Concrètement, pour la première fois, la possibilité de confirmer de façon fluide son identité grâce à une technologie unique sera intégrée simultanément dans plusieurs services numériques de masse. Que ce soit pour s’inscrire sur une application de rencontres ou valider une transaction, l’utilisateur pourra prouver qu’il est bien lui-même en quelques secondes, sans recourir à des processus complexes ni fournir de documents papier. Cette tendance s’inscrit dans un nouveau cycle de confiance numérique, où l’identité devient un vecteur central de sécurité, mais aussi d’accessibilité.

Cependant, même dans ce contexte prometteur, la vigilance reste de mise. Car plus la vérification d’identité devient fluide, plus le risque d’intrusion dans la vie privée s’accroît si les garde-fous ne sont pas suffisamment solides. Ce n’est pas seulement la sécurité qui est en jeu, mais aussi la manière dont nos données les plus sensibles sont collectées, stockées, et utilisées.

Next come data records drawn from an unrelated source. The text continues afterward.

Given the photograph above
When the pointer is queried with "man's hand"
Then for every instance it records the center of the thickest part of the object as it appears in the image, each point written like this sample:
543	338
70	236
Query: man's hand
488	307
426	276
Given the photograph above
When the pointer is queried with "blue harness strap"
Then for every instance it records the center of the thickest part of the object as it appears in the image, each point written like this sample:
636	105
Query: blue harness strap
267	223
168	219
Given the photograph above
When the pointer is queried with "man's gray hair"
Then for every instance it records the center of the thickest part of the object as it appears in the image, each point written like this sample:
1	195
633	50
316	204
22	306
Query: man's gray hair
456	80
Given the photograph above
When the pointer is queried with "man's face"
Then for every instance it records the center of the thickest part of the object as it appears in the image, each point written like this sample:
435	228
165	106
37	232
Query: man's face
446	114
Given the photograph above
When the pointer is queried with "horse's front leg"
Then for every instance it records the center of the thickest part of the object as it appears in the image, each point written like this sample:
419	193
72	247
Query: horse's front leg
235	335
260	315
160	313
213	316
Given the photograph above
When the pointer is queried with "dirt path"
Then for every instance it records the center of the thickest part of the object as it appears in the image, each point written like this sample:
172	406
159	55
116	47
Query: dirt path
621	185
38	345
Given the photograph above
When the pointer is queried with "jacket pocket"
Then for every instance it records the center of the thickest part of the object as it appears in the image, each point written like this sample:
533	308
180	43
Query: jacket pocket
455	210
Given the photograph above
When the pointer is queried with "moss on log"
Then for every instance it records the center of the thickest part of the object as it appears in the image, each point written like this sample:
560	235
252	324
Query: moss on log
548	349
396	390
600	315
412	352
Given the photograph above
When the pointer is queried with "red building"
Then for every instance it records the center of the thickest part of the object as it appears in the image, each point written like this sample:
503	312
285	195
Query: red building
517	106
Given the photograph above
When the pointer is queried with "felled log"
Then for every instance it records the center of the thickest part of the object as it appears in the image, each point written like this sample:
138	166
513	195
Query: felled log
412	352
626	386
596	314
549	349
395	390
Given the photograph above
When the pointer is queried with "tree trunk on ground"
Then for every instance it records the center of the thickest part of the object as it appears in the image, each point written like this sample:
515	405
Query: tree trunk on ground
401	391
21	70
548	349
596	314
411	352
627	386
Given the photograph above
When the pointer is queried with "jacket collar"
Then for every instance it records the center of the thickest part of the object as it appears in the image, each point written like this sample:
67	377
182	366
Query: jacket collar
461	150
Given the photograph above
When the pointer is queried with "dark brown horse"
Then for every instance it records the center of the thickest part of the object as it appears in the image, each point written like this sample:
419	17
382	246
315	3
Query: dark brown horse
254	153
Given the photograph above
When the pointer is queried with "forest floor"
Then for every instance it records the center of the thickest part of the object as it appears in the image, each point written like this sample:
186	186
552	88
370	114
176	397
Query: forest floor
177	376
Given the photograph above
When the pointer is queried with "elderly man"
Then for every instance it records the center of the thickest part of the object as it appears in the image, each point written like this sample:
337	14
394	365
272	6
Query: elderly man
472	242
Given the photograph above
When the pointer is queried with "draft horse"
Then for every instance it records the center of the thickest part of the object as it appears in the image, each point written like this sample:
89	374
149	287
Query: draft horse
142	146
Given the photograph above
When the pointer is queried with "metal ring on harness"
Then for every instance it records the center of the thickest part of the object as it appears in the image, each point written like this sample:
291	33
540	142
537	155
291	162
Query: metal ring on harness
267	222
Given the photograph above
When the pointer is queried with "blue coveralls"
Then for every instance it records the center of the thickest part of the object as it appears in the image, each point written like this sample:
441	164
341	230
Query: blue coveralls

Entre promesse d’innovation et opacité des usages

Microsoft et Meta avancent tous deux les mêmes justifications : amélioration de la sécurité, simplicité d’utilisation, perfectionnement de l’expérience utilisateur grâce à l’IA. Et de fait, il est indéniable que l’intelligence artificielle couplée à la biométrie permet des avancées spectaculaires. Qu’il s’agisse de protéger un compte contre une tentative de piratage ou de rendre une paire de lunettes capable d’identifier ce qui nous entoure en temps réel, la technologie accomplit des prouesses.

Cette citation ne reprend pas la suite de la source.